Mientras las redes se cargan de fotografías de viajes y los amigos saludan desde ubicaciones variopintas, nosotros cuatro seguimos en casa. G y B porque ella no tiene ni un día de asueto este año. JC y yo porque huimos de salir en fechas señaladas. Preferimos hacerlo a contracorriente, ahora que yo no tengo restricciones.
Llevamos una buena racha de viajes de desconexión, pues en enero fuimos dos veces a Alicante y en febrero a Ribadesella. Gracias a esas escapaditas pudimos afrontar marzo y el siempre difícil efecto aniversario con las pilas recargadas.

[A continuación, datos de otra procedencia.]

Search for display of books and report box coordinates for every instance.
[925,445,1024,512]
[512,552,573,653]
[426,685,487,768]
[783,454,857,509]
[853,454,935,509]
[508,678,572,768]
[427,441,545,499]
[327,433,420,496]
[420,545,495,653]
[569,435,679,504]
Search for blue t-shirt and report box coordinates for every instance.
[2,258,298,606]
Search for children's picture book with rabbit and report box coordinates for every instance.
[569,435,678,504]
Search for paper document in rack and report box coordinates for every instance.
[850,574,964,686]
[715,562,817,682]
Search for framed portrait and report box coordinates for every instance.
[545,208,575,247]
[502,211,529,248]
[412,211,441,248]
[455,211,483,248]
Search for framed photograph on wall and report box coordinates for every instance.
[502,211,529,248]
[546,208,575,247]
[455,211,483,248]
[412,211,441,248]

Desde entonces hasta ahora tampoco hemos hecho nada especial. Ha sido agradable seguir en casa, recogiditos. Tras las fiestas, además, llega la operación de rodilla de G. y por eso guardamos fuerzas para esos días. Esperando que la artroscopia sea exitosa, y rápida la recuperación, nos quedaremos cerca para echarles una mano en lo que necesiten.
Pero para unas pocas semanas después tenemos previsto un finde termal. Y para julio y agosto nos han salido planes muy majos. Ojalá no se produzcan más episodios pandémicos y podamos disfrutarlos.